I lay in my tent, in the cold before the dawn, with the fire dying outside, and thought, as I’d been thinking all night, that the interpreter was a Sogdian, and no Sogdian will own there is anything he cannot do. Still, if the Indians had believed they were free to go, they would have gone by day. Did they know they had broken faith, did they know they’d pledged it? Alexander had watched them.

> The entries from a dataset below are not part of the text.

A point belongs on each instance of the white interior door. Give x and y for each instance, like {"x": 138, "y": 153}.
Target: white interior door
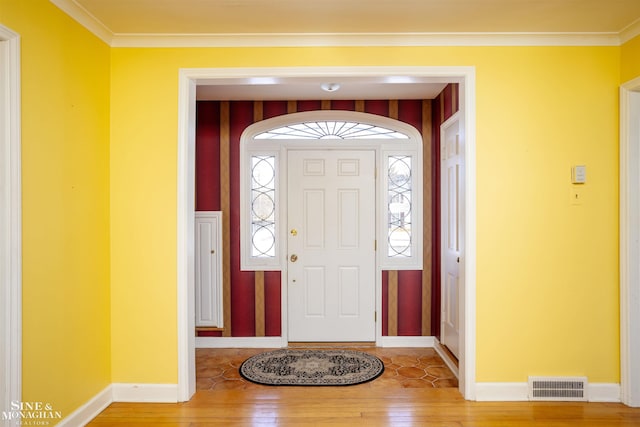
{"x": 331, "y": 245}
{"x": 452, "y": 169}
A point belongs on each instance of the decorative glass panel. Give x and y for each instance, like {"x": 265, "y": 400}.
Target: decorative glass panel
{"x": 331, "y": 130}
{"x": 263, "y": 206}
{"x": 399, "y": 206}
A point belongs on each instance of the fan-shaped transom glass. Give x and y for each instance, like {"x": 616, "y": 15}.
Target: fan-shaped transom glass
{"x": 398, "y": 148}
{"x": 331, "y": 130}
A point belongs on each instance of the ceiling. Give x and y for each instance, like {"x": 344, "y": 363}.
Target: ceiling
{"x": 158, "y": 23}
{"x": 362, "y": 16}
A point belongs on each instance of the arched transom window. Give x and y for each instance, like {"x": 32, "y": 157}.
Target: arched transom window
{"x": 398, "y": 149}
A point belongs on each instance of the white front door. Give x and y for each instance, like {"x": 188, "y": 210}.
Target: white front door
{"x": 452, "y": 169}
{"x": 331, "y": 245}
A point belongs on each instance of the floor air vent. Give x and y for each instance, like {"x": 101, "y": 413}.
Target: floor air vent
{"x": 558, "y": 388}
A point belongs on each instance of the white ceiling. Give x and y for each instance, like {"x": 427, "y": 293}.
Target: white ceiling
{"x": 362, "y": 16}
{"x": 160, "y": 23}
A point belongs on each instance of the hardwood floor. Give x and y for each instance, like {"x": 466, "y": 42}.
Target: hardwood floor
{"x": 386, "y": 403}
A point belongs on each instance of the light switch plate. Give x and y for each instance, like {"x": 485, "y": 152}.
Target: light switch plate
{"x": 579, "y": 174}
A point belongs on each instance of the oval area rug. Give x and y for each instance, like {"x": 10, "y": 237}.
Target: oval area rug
{"x": 312, "y": 367}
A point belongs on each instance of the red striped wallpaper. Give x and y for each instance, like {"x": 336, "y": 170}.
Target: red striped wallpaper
{"x": 243, "y": 299}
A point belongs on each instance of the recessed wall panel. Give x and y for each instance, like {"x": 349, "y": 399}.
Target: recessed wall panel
{"x": 315, "y": 291}
{"x": 314, "y": 205}
{"x": 348, "y": 214}
{"x": 349, "y": 280}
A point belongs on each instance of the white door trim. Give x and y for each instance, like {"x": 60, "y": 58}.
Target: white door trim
{"x": 190, "y": 78}
{"x": 10, "y": 218}
{"x": 630, "y": 242}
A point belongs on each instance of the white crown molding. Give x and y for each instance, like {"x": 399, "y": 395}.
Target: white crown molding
{"x": 97, "y": 27}
{"x": 630, "y": 32}
{"x": 365, "y": 39}
{"x": 86, "y": 19}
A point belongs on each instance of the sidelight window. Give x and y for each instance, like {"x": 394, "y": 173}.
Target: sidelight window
{"x": 399, "y": 187}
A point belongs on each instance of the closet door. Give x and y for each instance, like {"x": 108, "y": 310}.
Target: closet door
{"x": 208, "y": 264}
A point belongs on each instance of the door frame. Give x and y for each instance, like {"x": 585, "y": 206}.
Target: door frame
{"x": 454, "y": 119}
{"x": 11, "y": 219}
{"x": 629, "y": 246}
{"x": 190, "y": 78}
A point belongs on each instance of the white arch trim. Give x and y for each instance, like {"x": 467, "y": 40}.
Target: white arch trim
{"x": 410, "y": 145}
{"x": 190, "y": 78}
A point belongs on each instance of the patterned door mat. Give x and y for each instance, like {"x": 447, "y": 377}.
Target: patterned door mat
{"x": 312, "y": 367}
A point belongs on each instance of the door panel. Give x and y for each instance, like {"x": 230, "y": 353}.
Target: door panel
{"x": 331, "y": 245}
{"x": 451, "y": 167}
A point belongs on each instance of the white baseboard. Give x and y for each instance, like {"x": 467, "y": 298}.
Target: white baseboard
{"x": 406, "y": 341}
{"x": 605, "y": 392}
{"x": 446, "y": 358}
{"x": 504, "y": 392}
{"x": 240, "y": 342}
{"x": 145, "y": 393}
{"x": 89, "y": 410}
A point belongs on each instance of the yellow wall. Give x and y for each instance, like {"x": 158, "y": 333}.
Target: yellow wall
{"x": 65, "y": 181}
{"x": 630, "y": 60}
{"x": 547, "y": 273}
{"x": 99, "y": 194}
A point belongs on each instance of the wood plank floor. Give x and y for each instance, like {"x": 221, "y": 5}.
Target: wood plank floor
{"x": 348, "y": 406}
{"x": 362, "y": 405}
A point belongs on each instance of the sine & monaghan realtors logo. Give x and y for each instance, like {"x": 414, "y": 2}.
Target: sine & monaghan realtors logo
{"x": 31, "y": 414}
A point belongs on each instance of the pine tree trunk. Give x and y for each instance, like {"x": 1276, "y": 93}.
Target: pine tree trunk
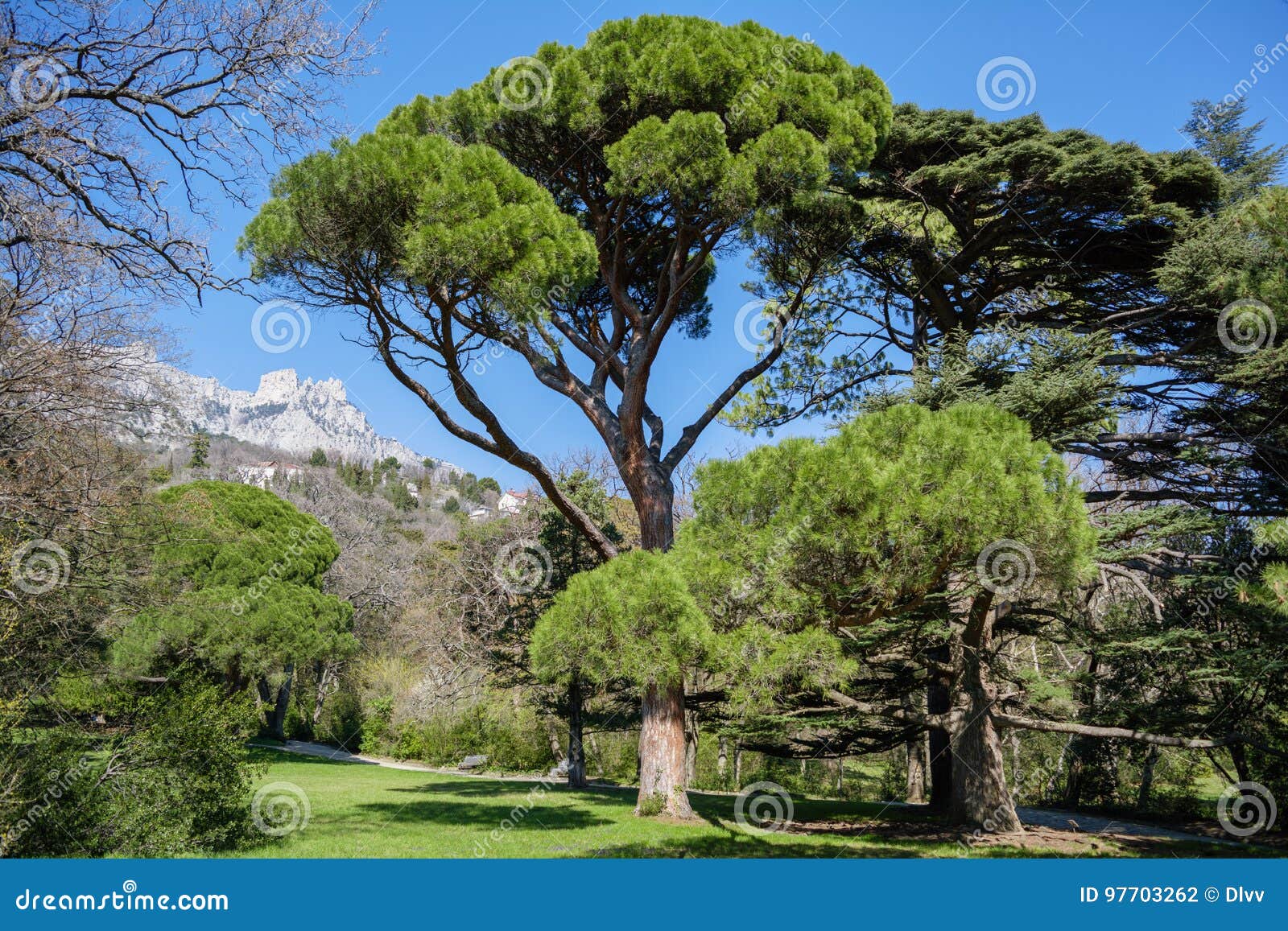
{"x": 916, "y": 791}
{"x": 663, "y": 752}
{"x": 980, "y": 796}
{"x": 322, "y": 674}
{"x": 1146, "y": 778}
{"x": 939, "y": 702}
{"x": 555, "y": 750}
{"x": 663, "y": 739}
{"x": 281, "y": 702}
{"x": 576, "y": 748}
{"x": 599, "y": 756}
{"x": 1240, "y": 757}
{"x": 1081, "y": 746}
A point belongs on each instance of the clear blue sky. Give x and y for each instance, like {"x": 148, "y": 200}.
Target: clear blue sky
{"x": 1124, "y": 68}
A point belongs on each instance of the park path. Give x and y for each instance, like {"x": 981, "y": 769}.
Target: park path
{"x": 1041, "y": 818}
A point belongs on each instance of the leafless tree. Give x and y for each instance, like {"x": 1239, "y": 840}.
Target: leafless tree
{"x": 122, "y": 124}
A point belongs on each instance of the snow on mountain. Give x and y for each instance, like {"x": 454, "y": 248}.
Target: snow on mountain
{"x": 283, "y": 414}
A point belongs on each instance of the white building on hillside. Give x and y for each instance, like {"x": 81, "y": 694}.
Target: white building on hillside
{"x": 512, "y": 502}
{"x": 262, "y": 474}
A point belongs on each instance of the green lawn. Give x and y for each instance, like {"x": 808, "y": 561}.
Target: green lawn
{"x": 364, "y": 810}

They must have looked as if they understood.

I thought of the heap of dead upon the hill, with the wolves and the jackals already tearing them; and I knew that other hands before his had sealed their death: the hand of Philotas; the hands of the dead squires; the hands of all those chiefs and satraps who had taken his right hand, sworn loyalty and been his welcome guests; then murdered his men whom he’d trusted to them, and fallen on his cities.

He had set out on his wars, as I knew while I still heard of him only from his enemies, looking for his own honor in all he met. Had he found it? Darius himself, if he’d lived to accept his mercy—would he have honored his given word unless from fear? I remembered the soldier’s tale of the hospital at Issos. Truly, my lord had not received as he had given. One by one I had seen the wounds fall on his trust. Tonight I had seen the scars.

And yet, I thought, this very grief I feel comes from him alone. Who else ever taught me mercy? While I served Darius, I would have said of this night’s work, Such things are always done.

Yes; if tonight he had wanted all from me, instead of only a kiss to pardon him, I would not have withheld even my heart; no, not with all those dead men’s souls drifting upon the air. It is better to believe in men too rashly, and regret, than believe too meanly. Men could be more than they are, if they would try for it. He has shown them that. How many have tried, because of him? Not only those I have seen; there will be men to come. Those who look in mankind only for their own littleness, and make them believe in that, kill more than he ever will in all his wars.

May he never cease believing, even though he grows angry at wasted trust. He is more weary than he knows, his breath comes fast in the thin air of the heights, and his sleep is broken. Yes, souls of the dead, I would go to him if he asked me.

But he did not ask. He lay alone with his thoughts, and when I came at morning I found him with open eyes.